Tribuna do Leitor

Cores da primavera

Cinthya Nunes
| Tempo de leitura: 3 min

Uma de minhas estações do ano preferidas, a primavera, que começa amanhã, é uma festa. Embora nem sempre venha com as temperaturas amenas que a tornariam muito melhor, é um período repleto de beleza e poesia visual. Mesmo em uma cidade grande e cinza como São Paulo, há uma grande variedade de flores que se revelam em copas de grandes árvores, em moitas ou mesmo em pequeno vasos.

Os ipês são um espetáculo à parte. Espalhados em muitas cidades e estradas, parecem buquês em escala gigante, explodindo em cores e formas. Quando eu morava no Interior, na cidade de Araras, ficava maravilhada por estar em uma avenida lindamente arborizada por ipês cor-de-rosa. Quando floresciam, todos juntos, forravam o pavimento com as flores que iam caindo e enfeitavam o céu com as que nasciam nas primeiras horas da manhã.

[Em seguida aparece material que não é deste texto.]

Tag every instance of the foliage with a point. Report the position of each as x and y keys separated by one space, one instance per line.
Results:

Aqui em Sampa continuo cercada por essas árvores magníficas, mas agora são os amarelos, em sua maioria, e alguns brancos. Na frente de casa mesmo temos uma árvore vovozinha. Pequena e mirrada, tem mais de 50 anos e em algumas primaveras temos um volume um pouco maior de flores, mas já meio ranzinza, resolve não mostrar suas cores e permanece dormente, como nesse ano, por sinal. Fico um pouco frustrada, porque tendo um ipê para chamar de meu, não posso contemplá-lo em toda sua glória.

No quarteirão de casa, por outro lado, há um ipê branco que esnoba suas amigas árvores. Trata-se de uma planta já muito bem formada, com copa ampla e imponente. Durante a primavera, ele floresce de duas a três vezes, radiante, ficando parecido com algodão-doce ou com uma pequena nuvem amarrada por um cabo de madeira. Impossível lhe ser indiferente e, como se soubesse disso, deita as flores pelo chão, formando um suntuoso e alvo tapete. É muito comum ver pessoas tirando fotos desse ser maravilhoso ipê, por certo no desejo de eternizar o que dura tão pouco.

Hoje, dia em que escrevo esse texto, ocorreu um fenômeno que me parece curioso. Como se tivessem combinado, dezenas de ipês brancos amanheceram completos em flor. Como donzelas vestidas de noiva, as árvores extrapolaram, com flores tão brancas que pareciam glaciais. Algo impossível de ignorar, de não admirar. Há alguns meses descobri que há ipês verdes e fiquei encantada com isso. Somente os imaginava rosas, roxos, amarelos e brancos e desconhecia a existência de outras variações. A paleta de cores da natureza é muito maior e melhor do que podemos supor e ela sempre pode nos surpreender positivamente.

Penso que os ipês são, além de belos, um exemplo de que é preciso ter olhos e sensibilidade para amar as coisas pelo tempo no qual existem e que não importa o quanto se seja belo, um dia tudo se vai. Passadas as flores, os ipês são como simples árvores, destituídas de algum outro traço de especial beleza. Essas árvores nos ensinam que não há tempo a perder, pois as flores não estarão sempre a esperar pelo nosso olhar, que a vida corre a nossa revelia. Ainda nos ensinam que é preciso ter paciência, que antes de nos vestirmos de flores, precisamos perder todas as folhas e esperarmos a dádiva dos botões.